C++ Counting Map
Recently I was dealing with what I am sure is a very common problem, which essentially boils down into the following:
Given a long text, calculate the frequency of each word occurring in the text.
I was able to solve this problem using std::unordered_map. This, however, turned quite ugly, as for every word in the text, if that's already been encountered I had to do a find, erase, and then a re-insert into the map with the value incremented.
I realise there are other ways of doing this, such as using a hashing function on top of a vanilla array/vector and increment value there, but I was wondering if there was a more elegant way of solving this problem, like an STL component, or function. that would have a similar interface to Pythons Counter collections.
I know C++ being C++ I can't really expect such high level concepts to always be implemented for me, but was just wondering if you guys new about anything (or at least your Googling skills are superior to mine) which could make my code a little nicer.
I'm not quite sure why an std::unordered_map (or just std::map) would involve much complexity.

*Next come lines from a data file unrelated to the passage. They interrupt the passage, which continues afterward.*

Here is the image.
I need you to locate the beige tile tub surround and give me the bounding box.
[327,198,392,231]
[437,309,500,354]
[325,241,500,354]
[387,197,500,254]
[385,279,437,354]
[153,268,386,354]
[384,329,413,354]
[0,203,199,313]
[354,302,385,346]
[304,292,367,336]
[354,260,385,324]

I'd write the code something like this:
std::unordered_map<std::string, int> words; std::string word; while (word = getword(input)) ++words[word];
There's no need for any kind of find/erase/reinsert.
In case it's not clear how/why this works: operator will create an entry for a value if none exists yet in the map. The associated value will be a value-initialized object of the specified type, which will be zero in the case of an int (or similar). We then increment that every time we encounter the word.
An alternative solution:
std::multiset<std::string> m; for (auto w: words) m.insert(w); m.count("some word");
The advantage is that you don't have to rely on the 'trick' with operator, making the code more readable.

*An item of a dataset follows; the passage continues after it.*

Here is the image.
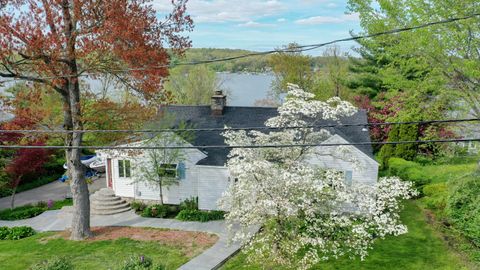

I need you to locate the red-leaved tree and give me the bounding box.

EDIT: As Kerrek pointed out in the comments, this solution is slower. multiset stores all the elements you insert, even if they are deemed equal (they might still differ in some aspect that operator== does not check). This causes a significant overhead compared to unordered_map<std::string, int>, which only has to store each word once.
(As a side note, processing the complete works of William Shakespeare using the map solution takes about 0.33s on my machine, as opposed to 0.78s for the multiset solution.)